Constitution ignorée
Et c’est le même Evo Morales qui a inauguré, le 3 juin, le chantier, alors qu’aucune étude d’impact environnemental n’a été réalisée sur le deuxième des trois tronçons de la route, qui touchera le cœur même du TIPNIS, et que les habitants n’ont jamais été consultés sur ce projet.
Ces entorses à la Constitution bolivienne et à la loi sur l’environnement n’émeuvent pas le gouvernement, qui a fait de cette route une « priorité nationale » et qui entend achever l’ouvrage avant 2014, « que les indigènes le veuillent ou non », comme l’a déclaré le président.
« La liaison entre Cochabamba et le Beni prend trois jours et il faut actuellement parcourir plus de 900 kilomètres de piste. Bientôt, ce ne sera plus que quelques heures et 300 kilomètres. Cette route est donc une nécessité vitale de communication entre deux populations d’un même pays. Pour un paysan qui produit des aliments, pour le commerçant, pour l’indigène, raccourcir les distances de 100, 200 ou 500 kilomètres c’est un énorme gain de temps, d’efforts et d’argent. Et pour notre gouvernement révolutionnaire, c’est une priorité absolue, qui permet aussi d’offrir les services de base à des populations trop longtemps oubliées », écrit pour sa part le vice-président Alvaro García Linera, dans un pamphlet publié pour faire taire les critiques.
Pas de dialogue
Face aux reproches du gouvernement, qui accuse les indigènes de refuser tout dialogue, Rafael Quispe s’appuie sur la Constitution réplique sèchement : « Le droit à la consultation préalable des peuples autochtones ne se négocie pas, il s’applique », tranche le mallku de la CONAMAQ, la confédération des peuples autochtones de l’Altiplano.
« Le gouvernement veut négocier, alors que le chantier de la route est déjà en cours et que le président nous dit qu’elle sera de toute façon construite. Comment voulez-vous dialoguer dans ces conditions », s’interroge pour sa part Adolfo Moye, ancien président des peuples autochtones du TIPNIS.

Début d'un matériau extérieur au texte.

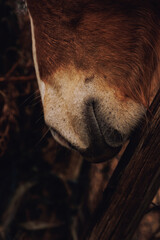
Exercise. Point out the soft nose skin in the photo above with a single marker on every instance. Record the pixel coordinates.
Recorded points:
(104, 143)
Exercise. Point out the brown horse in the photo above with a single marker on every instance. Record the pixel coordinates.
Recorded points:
(97, 64)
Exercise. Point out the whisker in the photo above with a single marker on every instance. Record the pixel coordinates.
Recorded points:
(29, 97)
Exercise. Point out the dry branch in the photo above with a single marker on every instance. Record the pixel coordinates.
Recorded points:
(18, 78)
(133, 184)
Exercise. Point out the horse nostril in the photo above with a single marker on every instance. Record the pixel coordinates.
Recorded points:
(100, 129)
(113, 137)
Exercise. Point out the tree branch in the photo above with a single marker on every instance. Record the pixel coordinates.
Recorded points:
(133, 184)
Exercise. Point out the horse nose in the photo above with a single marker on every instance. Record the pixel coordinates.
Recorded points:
(104, 139)
(99, 126)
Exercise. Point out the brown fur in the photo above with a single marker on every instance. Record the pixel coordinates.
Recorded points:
(117, 39)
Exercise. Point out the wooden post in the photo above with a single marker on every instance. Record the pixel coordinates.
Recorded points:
(133, 184)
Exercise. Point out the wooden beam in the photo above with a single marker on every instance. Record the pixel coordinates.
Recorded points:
(133, 184)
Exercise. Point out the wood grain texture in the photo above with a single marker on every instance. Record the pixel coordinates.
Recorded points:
(133, 184)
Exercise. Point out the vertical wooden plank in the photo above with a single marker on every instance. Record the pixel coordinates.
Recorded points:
(133, 184)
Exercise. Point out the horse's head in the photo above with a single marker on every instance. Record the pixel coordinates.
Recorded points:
(96, 64)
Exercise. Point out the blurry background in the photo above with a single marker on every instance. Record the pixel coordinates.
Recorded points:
(46, 192)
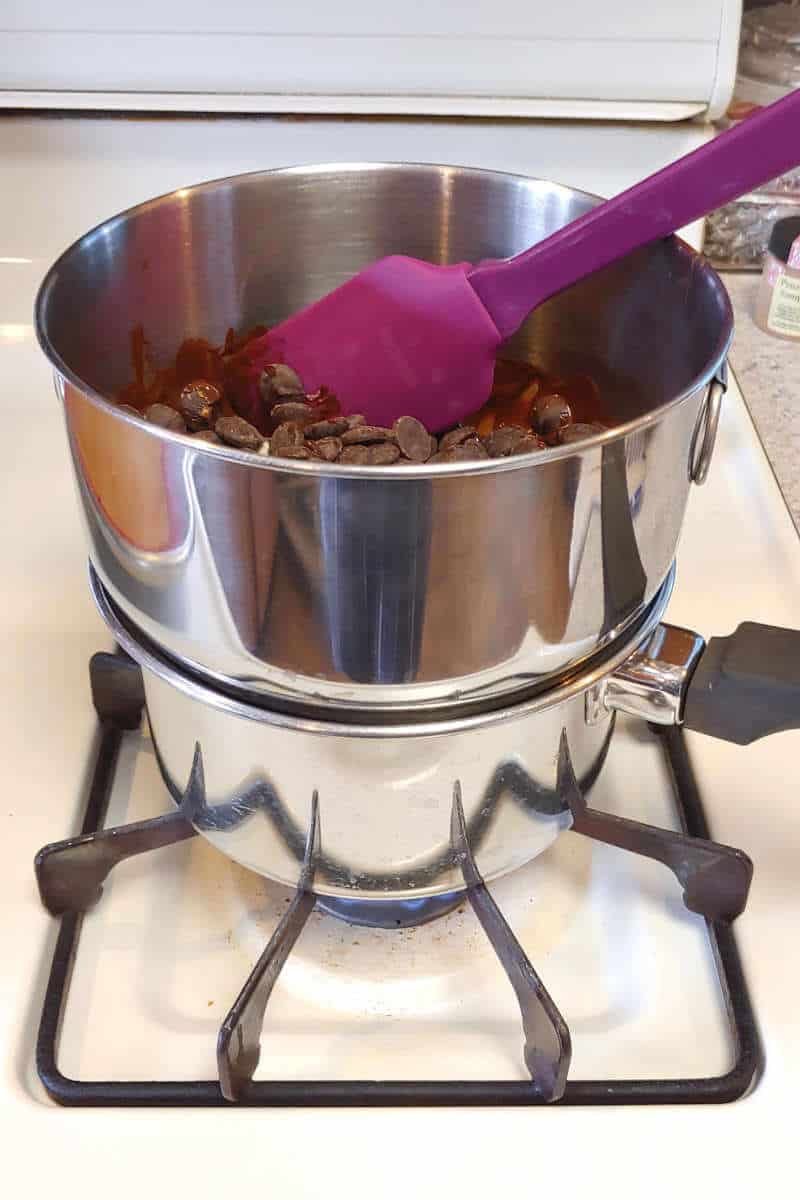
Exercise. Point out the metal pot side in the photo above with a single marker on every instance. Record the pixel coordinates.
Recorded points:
(385, 792)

Dans les faits, et sans route asphaltée, 20% du TIPNIS a déjà été illégalement envahi, principalement par les cocaleros, les planteurs de feuilles de coca. Pour l’ancien vice-ministre des terres Alejandro Almaraz, c’est une des menaces majeures que fait courir le projet actuel au territoire du TIPNIS : « La route provoquera une augmentation incontrôlée des plantations de coca illégales et du trafic de drogue et de bois.
Indigènes vs cocaleros
Pour Andrés Gomez, les intérêts des planteurs de coca – auxquels Evo Morales a promis la construction de la route lors de la campagne électorale de 2009 – priment désormais : « L’origine ethnique d’Evo Morales est aymara, mais son ADN est celle d’un planteur de coca, soit un ADN libéral, partisan du développement capitaliste. »
Lutte pour la terre
Derrière cette différence d’approche se cache aussi la lutte pour la terre. « Sur l’Altiplano, certains paysans n’ont même pas un hectare à cultiver », rappelle le directeur de la Fondation Tierra, Gonzalo Colque. Cela se traduit par une forte migration, une extension de la frontière agricole vers l’Amazonie, considérées comme la nouvelle « Terre promise ». Avec d’inévitables affrontements entre les indigènes vivant sur leurs territoires ancestraux et les paysans colonisateurs en quête qu’un meilleur futur.